The participants’ recall of training in vaccine safety suggests that there is a need to increase education and training in vaccine and drug adverse events and current reporting methods, at both undergraduate and postgraduate levels, particularly for medical professionals. Specific strategies for updating knowledge should be implemented via the professional relevant accreditation bodies and continuing medical education programs.
The surveillance system and its methods for reporting should be easy to access, widely promoted and “user friendly” to both health professionals and consumers with formats for reporting designed so that the system is accessed effectively in different work settings. The limitation of any passive surveillance system is the submission of reports and the barriers identified in this study should be addressed as the Australian system is strengthened.
The authors declare that they have no competing interests.

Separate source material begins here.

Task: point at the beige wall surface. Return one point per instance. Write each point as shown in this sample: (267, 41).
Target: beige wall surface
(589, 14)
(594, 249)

AP with the supervision of MG, ABM and HM developed the study design, performed the data collection, data analysis and wrote a draft manuscript. ABM assisted in data analysis. The drafts of this article were revised critically by all authors. All authors have contributed to the draft and approved the final version of the manuscript.
We thank all study participants for their generous assistance and time. HM acknowledges support of the National Health and Medical Research Council of Australia: Career Development Fellowship (1016272).